Incident à Charleroi: le directeur général André Desenfants fait temporairement un pas de côté

BRUXELLES, 20/08/2020. - Dans le cadre des événements qui se sont déroulés à l'aéroport de Charleroi en 2018, André Desenfants - directeur général de la police administrative, qui inclus la police aéronautique - a décidé de faire, temporairement, un pas de côté. Il sera remplacé, pour la durée de l'enquête sur les faits, par le commissaire divisionnaire Wald Thielemans.

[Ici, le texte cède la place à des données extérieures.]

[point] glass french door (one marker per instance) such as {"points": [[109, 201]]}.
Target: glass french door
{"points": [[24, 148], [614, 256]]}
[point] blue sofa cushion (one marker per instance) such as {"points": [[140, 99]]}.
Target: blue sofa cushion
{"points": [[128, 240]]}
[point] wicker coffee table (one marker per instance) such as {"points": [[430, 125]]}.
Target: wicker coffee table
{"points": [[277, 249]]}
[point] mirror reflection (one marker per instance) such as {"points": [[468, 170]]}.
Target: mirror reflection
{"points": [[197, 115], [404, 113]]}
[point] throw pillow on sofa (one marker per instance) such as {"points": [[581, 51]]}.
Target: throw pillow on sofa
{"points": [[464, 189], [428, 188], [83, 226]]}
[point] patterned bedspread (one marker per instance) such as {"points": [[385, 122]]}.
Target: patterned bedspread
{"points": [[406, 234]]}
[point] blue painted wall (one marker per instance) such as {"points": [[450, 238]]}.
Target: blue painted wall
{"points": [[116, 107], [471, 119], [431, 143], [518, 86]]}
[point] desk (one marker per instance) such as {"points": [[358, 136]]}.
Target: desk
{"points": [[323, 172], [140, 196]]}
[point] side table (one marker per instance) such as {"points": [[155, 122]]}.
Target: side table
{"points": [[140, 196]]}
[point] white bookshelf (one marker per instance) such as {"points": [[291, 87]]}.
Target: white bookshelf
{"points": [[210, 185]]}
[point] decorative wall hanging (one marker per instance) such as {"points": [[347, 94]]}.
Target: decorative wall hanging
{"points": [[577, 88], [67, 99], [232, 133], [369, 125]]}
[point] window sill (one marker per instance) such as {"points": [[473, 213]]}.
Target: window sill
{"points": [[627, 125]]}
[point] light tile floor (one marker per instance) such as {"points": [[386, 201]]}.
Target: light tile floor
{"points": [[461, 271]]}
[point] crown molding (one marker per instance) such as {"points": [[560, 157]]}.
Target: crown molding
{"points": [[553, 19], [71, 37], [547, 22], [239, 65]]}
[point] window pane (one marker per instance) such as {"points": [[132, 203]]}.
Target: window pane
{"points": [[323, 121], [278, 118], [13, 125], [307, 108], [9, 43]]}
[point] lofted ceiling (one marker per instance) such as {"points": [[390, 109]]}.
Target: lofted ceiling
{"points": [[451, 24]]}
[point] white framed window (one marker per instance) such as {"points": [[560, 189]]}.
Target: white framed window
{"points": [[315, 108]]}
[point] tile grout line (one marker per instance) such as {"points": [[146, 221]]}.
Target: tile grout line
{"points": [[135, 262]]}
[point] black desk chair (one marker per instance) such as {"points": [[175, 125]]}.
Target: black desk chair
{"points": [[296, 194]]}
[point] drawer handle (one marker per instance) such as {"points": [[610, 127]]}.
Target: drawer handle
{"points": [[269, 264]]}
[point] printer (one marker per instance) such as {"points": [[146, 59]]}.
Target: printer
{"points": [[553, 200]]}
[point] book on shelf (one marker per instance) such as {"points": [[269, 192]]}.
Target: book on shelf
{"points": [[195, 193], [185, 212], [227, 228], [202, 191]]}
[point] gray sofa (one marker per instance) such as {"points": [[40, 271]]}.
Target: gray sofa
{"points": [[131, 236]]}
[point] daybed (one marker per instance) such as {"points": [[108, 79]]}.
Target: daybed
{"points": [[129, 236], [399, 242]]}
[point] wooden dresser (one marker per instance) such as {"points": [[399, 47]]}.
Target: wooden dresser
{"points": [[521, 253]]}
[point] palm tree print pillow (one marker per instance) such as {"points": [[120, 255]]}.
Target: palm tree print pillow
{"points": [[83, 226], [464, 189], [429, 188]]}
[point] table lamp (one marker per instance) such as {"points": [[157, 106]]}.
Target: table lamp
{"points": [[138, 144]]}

"Je suis profondément affecté par les informations parues dans la presse ces dernières 24 heures sur les événements qui se sont déroulés à l'aéroport de Charleroi en février 2018. Tout d'abord, je tiens à exprimer mes sincères condoléances à la famille de la victime. Moi aussi, je suis profondément choqué et indigné par ce que j'ai vu et dû constater hier. Au moment des faits, j'étais déjà directeur général de la police administrative, dont la police aéronautique est l'une des directions. J'ai dû constater que je n’étais pas au courant des informations parues dans la presse. Dès que j'ai pris conscience de cela, j'ai pris mes responsabilités", dit André Desenfants.

Immédiatement après avoir pris connaissance, via la presse, des images, le directeur général a demandé un accès urgent au dossier judiciaire en cours afin d'avoir accès à l'ensemble des faits, qui font actuellement l’objet d’une instruction judiciaire. Au même moment, il a chargé le service de contrôle interne d'une mesure d’ordre à prendre à l'égard de l'inspectrice concernée. En outre, une enquête a été ouverte sur le flux d’informations vers la hiérarchie afin d’identifier pourquoi le plus haut niveau de la Police Fédérale n’était pas en possession des informations nécessaires.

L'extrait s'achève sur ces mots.